In the contemporary era, France, like the United States, is often hailed as the archetype of a postmodern State that is leading the western world in eliminating gender-based inequity. From legislation that requires gender parity in politics, to quota-based gender representation on corporate boards, France’s commitment to gender equity seems unmatched in the Western world. In 2014, France adopted a set of laws considered to be some of the most comprehensive reforms enacted to advance gender equity. The “Act for Real Equality between Women and Men” (Loi No. 2014-873) is composed of extensive provisions that seemingly further gender parity. The act, also known as the “Gender Equality Bill,” focuses on equating the sociopolitical and socioeconomic spheres of men and women by alleviating the subordination of women.

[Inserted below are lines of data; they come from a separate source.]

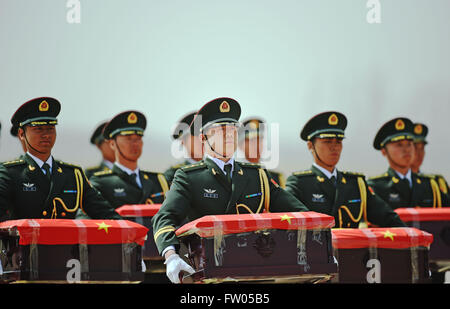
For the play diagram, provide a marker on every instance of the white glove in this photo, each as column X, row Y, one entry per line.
column 175, row 264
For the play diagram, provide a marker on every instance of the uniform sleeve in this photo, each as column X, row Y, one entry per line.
column 172, row 213
column 380, row 213
column 94, row 205
column 5, row 193
column 282, row 200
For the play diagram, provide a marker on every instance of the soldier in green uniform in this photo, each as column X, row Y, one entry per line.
column 37, row 185
column 216, row 185
column 399, row 186
column 323, row 188
column 102, row 144
column 420, row 133
column 126, row 183
column 251, row 143
column 191, row 143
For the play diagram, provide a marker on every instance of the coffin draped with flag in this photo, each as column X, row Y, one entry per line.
column 437, row 222
column 274, row 247
column 64, row 250
column 382, row 255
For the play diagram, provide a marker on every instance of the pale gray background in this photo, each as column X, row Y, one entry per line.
column 282, row 60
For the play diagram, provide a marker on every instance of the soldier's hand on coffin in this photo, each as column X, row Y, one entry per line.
column 175, row 264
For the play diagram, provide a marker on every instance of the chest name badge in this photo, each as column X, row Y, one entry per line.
column 210, row 193
column 394, row 197
column 119, row 192
column 27, row 187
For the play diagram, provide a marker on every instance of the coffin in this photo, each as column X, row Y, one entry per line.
column 272, row 247
column 382, row 255
column 71, row 251
column 143, row 214
column 154, row 262
column 435, row 221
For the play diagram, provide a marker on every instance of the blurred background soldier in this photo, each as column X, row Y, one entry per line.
column 400, row 186
column 191, row 143
column 125, row 183
column 323, row 188
column 38, row 186
column 420, row 141
column 252, row 142
column 107, row 152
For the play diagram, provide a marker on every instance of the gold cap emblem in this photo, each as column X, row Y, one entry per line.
column 132, row 118
column 418, row 129
column 224, row 107
column 399, row 125
column 332, row 120
column 43, row 107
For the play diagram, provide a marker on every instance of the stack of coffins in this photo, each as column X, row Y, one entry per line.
column 437, row 222
column 267, row 247
column 382, row 255
column 71, row 251
column 154, row 262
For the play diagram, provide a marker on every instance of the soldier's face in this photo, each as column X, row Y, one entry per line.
column 41, row 138
column 400, row 153
column 129, row 145
column 222, row 139
column 253, row 148
column 107, row 151
column 327, row 149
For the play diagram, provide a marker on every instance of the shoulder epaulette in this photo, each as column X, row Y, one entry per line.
column 303, row 173
column 13, row 163
column 193, row 167
column 379, row 176
column 347, row 173
column 69, row 164
column 92, row 168
column 427, row 175
column 102, row 173
column 251, row 165
column 177, row 166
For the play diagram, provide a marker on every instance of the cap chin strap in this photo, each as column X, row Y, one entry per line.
column 121, row 153
column 28, row 143
column 317, row 154
column 221, row 155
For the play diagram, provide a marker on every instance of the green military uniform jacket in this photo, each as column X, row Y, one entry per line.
column 170, row 172
column 119, row 188
column 425, row 191
column 26, row 193
column 90, row 171
column 278, row 178
column 350, row 202
column 202, row 189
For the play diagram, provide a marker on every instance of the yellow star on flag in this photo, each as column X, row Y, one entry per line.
column 103, row 226
column 286, row 218
column 389, row 234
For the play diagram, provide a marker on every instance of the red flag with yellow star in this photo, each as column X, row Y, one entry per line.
column 394, row 238
column 65, row 231
column 207, row 226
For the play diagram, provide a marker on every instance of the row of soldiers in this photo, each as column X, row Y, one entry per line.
column 211, row 181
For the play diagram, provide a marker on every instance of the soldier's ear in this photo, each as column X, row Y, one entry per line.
column 21, row 133
column 112, row 144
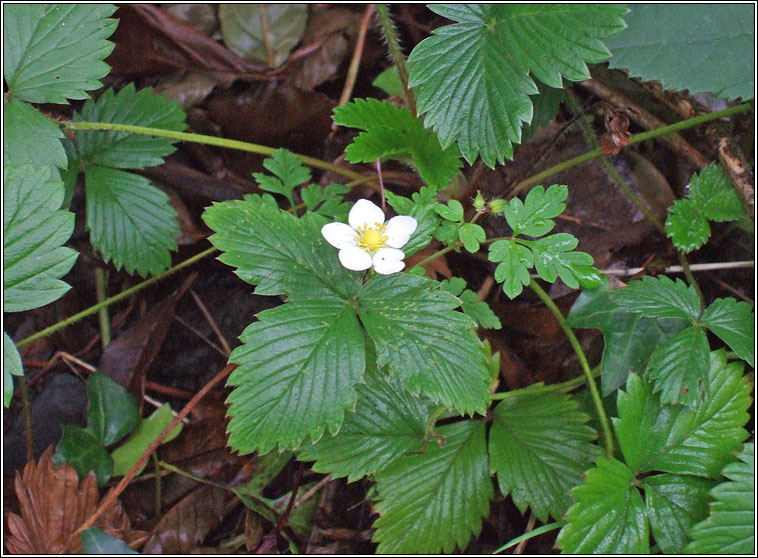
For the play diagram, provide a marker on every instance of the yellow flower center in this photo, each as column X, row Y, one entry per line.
column 373, row 238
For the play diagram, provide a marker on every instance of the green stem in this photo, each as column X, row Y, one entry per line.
column 604, row 423
column 107, row 302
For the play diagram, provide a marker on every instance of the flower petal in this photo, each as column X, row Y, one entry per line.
column 399, row 230
column 364, row 213
column 388, row 260
column 354, row 258
column 339, row 235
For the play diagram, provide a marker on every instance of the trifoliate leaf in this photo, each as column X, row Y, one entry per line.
column 130, row 221
column 289, row 172
column 534, row 215
column 686, row 226
column 554, row 257
column 424, row 342
column 683, row 440
column 388, row 422
column 481, row 65
column 630, row 338
column 608, row 516
column 733, row 322
column 54, row 52
column 539, row 447
column 277, row 252
column 394, row 133
column 730, row 528
column 298, row 366
column 434, row 501
column 30, row 137
column 711, row 38
column 513, row 269
column 674, row 503
column 124, row 150
column 659, row 297
column 34, row 229
column 679, row 367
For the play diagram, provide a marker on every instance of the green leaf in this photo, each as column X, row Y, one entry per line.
column 95, row 541
column 387, row 423
column 112, row 411
column 279, row 253
column 12, row 366
column 679, row 367
column 130, row 221
column 435, row 500
column 713, row 39
column 733, row 322
column 683, row 440
column 554, row 257
column 674, row 503
column 481, row 65
column 128, row 453
column 424, row 342
column 54, row 52
column 81, row 449
column 265, row 32
column 121, row 149
column 393, row 132
column 630, row 338
column 289, row 172
column 539, row 447
column 513, row 269
column 298, row 366
column 659, row 297
column 34, row 229
column 31, row 137
column 730, row 529
column 534, row 215
column 608, row 516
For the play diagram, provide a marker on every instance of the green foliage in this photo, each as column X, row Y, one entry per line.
column 712, row 39
column 394, row 133
column 730, row 528
column 539, row 446
column 435, row 500
column 711, row 197
column 481, row 66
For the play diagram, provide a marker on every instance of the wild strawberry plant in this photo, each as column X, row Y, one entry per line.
column 371, row 369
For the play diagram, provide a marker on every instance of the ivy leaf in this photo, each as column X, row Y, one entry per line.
column 278, row 252
column 480, row 66
column 683, row 440
column 674, row 503
column 733, row 322
column 533, row 216
column 387, row 422
column 539, row 446
column 730, row 528
column 130, row 221
column 412, row 323
column 435, row 500
column 608, row 516
column 298, row 366
column 679, row 367
column 393, row 132
column 289, row 172
column 54, row 52
column 34, row 229
column 121, row 149
column 659, row 297
column 513, row 269
column 630, row 338
column 711, row 38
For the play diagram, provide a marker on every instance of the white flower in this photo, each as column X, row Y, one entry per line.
column 368, row 240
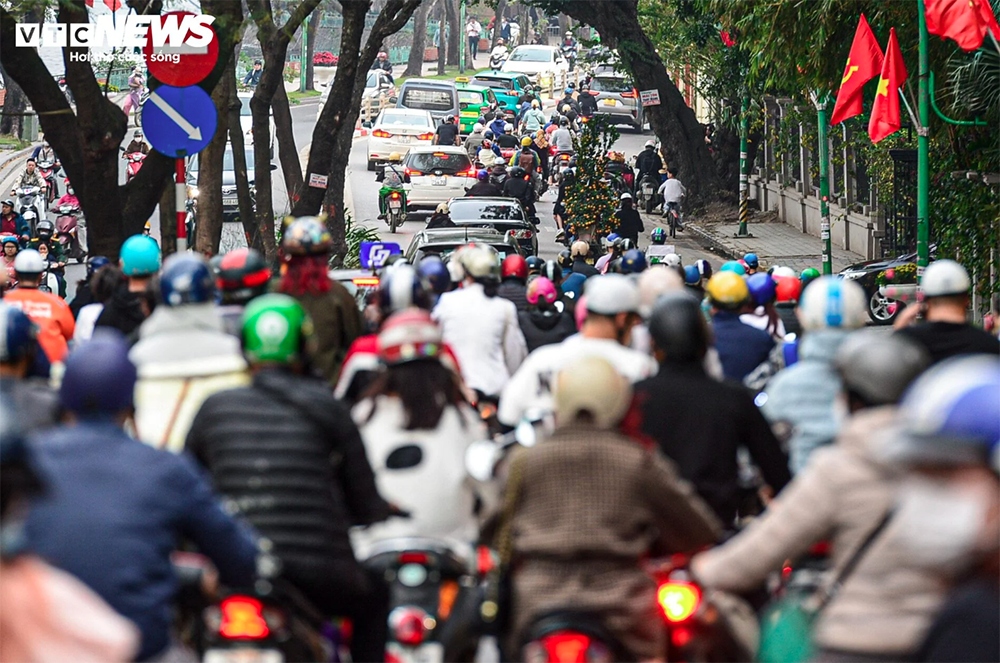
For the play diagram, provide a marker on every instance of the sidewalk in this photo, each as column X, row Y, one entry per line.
column 774, row 242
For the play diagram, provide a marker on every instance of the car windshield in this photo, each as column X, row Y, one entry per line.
column 402, row 118
column 610, row 84
column 531, row 55
column 427, row 99
column 449, row 162
column 472, row 209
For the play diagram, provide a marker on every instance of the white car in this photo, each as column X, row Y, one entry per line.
column 397, row 130
column 533, row 60
column 377, row 85
column 246, row 122
column 436, row 174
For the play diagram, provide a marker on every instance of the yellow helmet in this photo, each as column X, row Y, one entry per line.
column 727, row 290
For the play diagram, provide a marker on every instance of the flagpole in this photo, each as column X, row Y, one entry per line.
column 923, row 145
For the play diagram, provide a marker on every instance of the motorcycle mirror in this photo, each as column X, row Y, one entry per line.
column 480, row 459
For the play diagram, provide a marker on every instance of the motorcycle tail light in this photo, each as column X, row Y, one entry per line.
column 678, row 600
column 243, row 617
column 410, row 626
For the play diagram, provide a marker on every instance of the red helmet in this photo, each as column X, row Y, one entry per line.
column 514, row 265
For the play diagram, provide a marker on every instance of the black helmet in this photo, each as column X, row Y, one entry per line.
column 678, row 328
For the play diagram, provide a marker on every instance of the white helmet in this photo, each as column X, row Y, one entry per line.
column 830, row 302
column 29, row 261
column 611, row 294
column 945, row 277
column 591, row 385
column 654, row 282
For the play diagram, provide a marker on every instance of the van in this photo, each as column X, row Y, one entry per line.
column 439, row 98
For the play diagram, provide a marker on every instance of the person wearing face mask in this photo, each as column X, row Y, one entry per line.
column 881, row 604
column 949, row 504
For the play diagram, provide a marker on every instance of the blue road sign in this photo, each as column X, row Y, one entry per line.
column 374, row 254
column 179, row 121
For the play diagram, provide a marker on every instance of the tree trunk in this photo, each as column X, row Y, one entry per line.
column 208, row 231
column 456, row 31
column 415, row 62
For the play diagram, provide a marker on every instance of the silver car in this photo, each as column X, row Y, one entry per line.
column 616, row 96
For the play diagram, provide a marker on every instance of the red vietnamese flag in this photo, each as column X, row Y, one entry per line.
column 965, row 21
column 863, row 64
column 885, row 119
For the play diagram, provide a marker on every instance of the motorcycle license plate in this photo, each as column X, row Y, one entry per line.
column 243, row 655
column 430, row 652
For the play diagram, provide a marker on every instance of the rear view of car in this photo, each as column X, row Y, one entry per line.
column 436, row 174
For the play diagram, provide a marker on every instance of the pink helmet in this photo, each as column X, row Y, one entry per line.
column 541, row 288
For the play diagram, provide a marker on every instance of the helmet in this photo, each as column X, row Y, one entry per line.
column 733, row 266
column 691, row 275
column 541, row 288
column 950, row 414
column 808, row 274
column 275, row 329
column 727, row 290
column 306, row 236
column 409, row 335
column 514, row 266
column 787, row 289
column 678, row 327
column 879, row 367
column 611, row 294
column 400, row 288
column 187, row 279
column 434, row 273
column 762, row 288
column 95, row 263
column 140, row 256
column 591, row 385
column 29, row 261
column 633, row 261
column 654, row 282
column 831, row 302
column 99, row 378
column 17, row 334
column 943, row 278
column 242, row 275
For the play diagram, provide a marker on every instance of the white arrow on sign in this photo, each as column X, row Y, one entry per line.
column 194, row 133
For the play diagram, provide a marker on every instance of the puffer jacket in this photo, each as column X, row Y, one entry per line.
column 184, row 356
column 802, row 396
column 545, row 327
column 291, row 459
column 886, row 604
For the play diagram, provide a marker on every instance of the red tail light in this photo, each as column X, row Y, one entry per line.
column 410, row 626
column 678, row 600
column 243, row 617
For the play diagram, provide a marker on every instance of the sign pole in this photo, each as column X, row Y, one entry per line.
column 180, row 202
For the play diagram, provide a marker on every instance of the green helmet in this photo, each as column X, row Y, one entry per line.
column 275, row 328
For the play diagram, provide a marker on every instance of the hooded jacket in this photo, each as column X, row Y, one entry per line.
column 802, row 395
column 183, row 356
column 886, row 604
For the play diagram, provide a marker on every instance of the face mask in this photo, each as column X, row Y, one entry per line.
column 938, row 525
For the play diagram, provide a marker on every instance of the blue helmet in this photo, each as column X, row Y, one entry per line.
column 633, row 261
column 99, row 378
column 140, row 256
column 691, row 275
column 187, row 279
column 18, row 334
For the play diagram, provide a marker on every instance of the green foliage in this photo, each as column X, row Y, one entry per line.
column 590, row 203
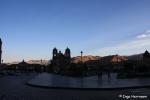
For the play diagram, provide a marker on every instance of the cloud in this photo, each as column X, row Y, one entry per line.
column 146, row 34
column 140, row 43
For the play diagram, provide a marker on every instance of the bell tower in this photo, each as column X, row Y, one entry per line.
column 0, row 51
column 55, row 52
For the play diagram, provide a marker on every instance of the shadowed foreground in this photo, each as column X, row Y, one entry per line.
column 14, row 88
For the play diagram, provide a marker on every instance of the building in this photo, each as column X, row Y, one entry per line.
column 146, row 57
column 0, row 51
column 59, row 60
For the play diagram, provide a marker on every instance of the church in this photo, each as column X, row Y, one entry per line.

However, when critically analyzed through the framework provided by Wendy Brown in her article, Finding the Man in the State, the bill reproduces the same gender hierarchies it claims to address through its covert enforcement of heteronormativity. I further extend Brown’s framework, which exposes the State as intrinsically masculine, to analyze how the dichotomies furthered by heteronormative assumptions always serves to subordinate women.
Although Brown uses the example of the United States (US) to theorize the postmodern “politics of protection” cultivated by liberal States, I believe that her framework can also extend to the contemporary French State (Brown, 11). While the French State does not claim to be gender neutral—it recognizes how women are specifically subordinated in French society—its refusal to acknowledge its perpetuation of heteronormativity ironically subordinates the very women it purports to empower. Male-dominated societies of the US and France are “bound up with the prerogatives of manhood” that stabilize State power which is intrinsically masculine (Brown, 8).
Concealing the heteronormativity that underlies social policies cultivates the “disciplined [French] subject” similar to the “disciplined” subjects that are produced by the State in the US (Brown, 12). The provisions of Loi No. 2014-873 attempt to address the diverse dimensions of “male dominance,” but ultimately further the liberal, prerogative, capitalist, and bureaucratic modes of heteronormative, masculine State power. While some of the goals outlined in Loi No. 2014-873 claim to address the diverse ways in which the gender hierarchy operates, the remedies provided inadvertently produce a gendered citizen that is further subordinated by subtle but pervasive State regulation of gender identities.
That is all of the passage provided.